Once at the emergency room I was put through a battery of tests. By this point my abdomen was red, swollen and hot to the touch. I was pretty certain that my appendix was about to leave my body. So were the doctors. But they can't give you anything to mask the pain until they've put you through your paces. Which took about four hours.

Every so often a doctor would come into the room, poke me in the belly, note the volume of my scream, and say, "Yeah, it's probably your appendix" and then leave. Agony began to gather inside of me.

My parents arrived. It seemed as if it had been days since I'd gotten there but I was still surprised at how quickly they'd traveled the length of Rhode Island.

By this time I'd been awake for almost thirty-six hours and I'd been vomiting for almost ten. It was almost 11AM when they finally could officially pronounce what we all already knew. I had acute appendicitis and was about to have my first ever surgery. They shot me with something and within minutes I could barely feel any existential angst, let alone physical pain.

I don't remember any of the surgery. I don't remember being wheeled to the operating room. I don't remember being put under. I know they must have done the old 'count back from 100' thing but it is NOT in my brain.

When I came to the pain in my gut was worse and I actually asked a nurse if they'd performed the operation yet. She assured me that they had and that the pain I was feeling was just because, you know, I had a huge wound. I was skeptical and asked again. My folks were there and they sat with me in my room. I think they might have gone up to Massachusetts but I'm not sure.

Anyway, I was in the hospital for a few days.

I don't remember how but I got word to Maria that I'd been hospitalized. We'd been in regular enough contact that I didn't want her to think I was blowing her off.

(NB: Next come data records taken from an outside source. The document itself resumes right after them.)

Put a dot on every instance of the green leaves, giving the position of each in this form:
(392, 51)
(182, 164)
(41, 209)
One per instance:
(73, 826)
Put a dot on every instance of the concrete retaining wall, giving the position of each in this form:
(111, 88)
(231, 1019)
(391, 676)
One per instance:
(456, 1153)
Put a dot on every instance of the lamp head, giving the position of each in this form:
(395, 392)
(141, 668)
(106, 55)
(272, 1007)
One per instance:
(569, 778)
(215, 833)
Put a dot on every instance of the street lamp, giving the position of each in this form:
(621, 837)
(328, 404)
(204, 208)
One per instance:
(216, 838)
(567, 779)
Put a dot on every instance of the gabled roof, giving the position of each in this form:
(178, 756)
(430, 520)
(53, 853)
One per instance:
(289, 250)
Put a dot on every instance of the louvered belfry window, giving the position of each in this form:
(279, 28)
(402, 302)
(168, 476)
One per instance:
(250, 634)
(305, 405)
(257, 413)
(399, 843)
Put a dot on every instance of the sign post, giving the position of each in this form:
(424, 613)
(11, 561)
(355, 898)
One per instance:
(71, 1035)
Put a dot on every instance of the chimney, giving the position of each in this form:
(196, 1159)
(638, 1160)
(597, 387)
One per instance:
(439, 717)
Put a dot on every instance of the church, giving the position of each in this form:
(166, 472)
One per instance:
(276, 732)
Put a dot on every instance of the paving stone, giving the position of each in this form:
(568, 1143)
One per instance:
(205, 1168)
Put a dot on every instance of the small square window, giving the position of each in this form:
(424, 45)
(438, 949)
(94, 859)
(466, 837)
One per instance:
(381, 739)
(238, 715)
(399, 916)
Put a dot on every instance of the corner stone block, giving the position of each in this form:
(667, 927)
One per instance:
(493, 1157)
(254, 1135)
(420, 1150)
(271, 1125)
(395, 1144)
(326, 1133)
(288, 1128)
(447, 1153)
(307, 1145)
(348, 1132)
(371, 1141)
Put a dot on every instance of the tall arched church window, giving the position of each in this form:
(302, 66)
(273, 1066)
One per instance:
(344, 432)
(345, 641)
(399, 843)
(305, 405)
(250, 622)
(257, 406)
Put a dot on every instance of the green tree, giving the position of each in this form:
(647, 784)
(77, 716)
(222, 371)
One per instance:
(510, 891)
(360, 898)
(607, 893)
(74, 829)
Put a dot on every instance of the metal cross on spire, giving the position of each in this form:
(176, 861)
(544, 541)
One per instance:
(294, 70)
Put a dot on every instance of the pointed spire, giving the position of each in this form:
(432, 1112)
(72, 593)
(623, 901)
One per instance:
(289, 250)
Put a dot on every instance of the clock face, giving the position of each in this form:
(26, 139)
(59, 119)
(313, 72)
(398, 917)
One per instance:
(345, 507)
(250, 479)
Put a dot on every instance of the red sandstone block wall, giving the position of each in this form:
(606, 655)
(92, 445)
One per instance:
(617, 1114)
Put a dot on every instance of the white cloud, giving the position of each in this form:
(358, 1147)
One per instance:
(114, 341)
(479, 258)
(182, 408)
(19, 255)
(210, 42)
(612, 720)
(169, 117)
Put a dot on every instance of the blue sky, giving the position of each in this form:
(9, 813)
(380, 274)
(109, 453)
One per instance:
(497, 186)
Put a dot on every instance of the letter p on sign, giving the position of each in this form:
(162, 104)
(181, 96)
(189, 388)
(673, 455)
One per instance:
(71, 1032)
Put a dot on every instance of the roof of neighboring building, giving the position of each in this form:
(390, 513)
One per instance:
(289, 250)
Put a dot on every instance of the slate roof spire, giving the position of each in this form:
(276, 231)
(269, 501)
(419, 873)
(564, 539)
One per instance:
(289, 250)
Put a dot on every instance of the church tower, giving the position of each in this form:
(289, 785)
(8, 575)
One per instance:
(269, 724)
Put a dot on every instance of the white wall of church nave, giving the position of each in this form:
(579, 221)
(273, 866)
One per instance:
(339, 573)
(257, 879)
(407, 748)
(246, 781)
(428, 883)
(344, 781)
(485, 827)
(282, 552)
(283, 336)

She came on a lunch break and sat with me. I was still quite drugged up but they were forcing me to walk regularly. We took my IV and wandered slowly down the hall. We didn't talk about much. Any in depth analysis of our situation was not feasible for me in my condition and we simply enjoyed each others company.

She had brought a pack of Marlboro Mediums with her and we sat (in the hospital mind you and if that doesn't show how much things have changed I don't know what will) and smoked quietly and studiously didn't talk about our future.

It took me longer than expected to recover and I wound up missing about 8 weeks of work, almost the rest of the school year. By the following Easter Maria and I would be living together and headed for a breakup of our own, the penultimate.

I'm pretty sure they don't let you smoke in hospitals anymore.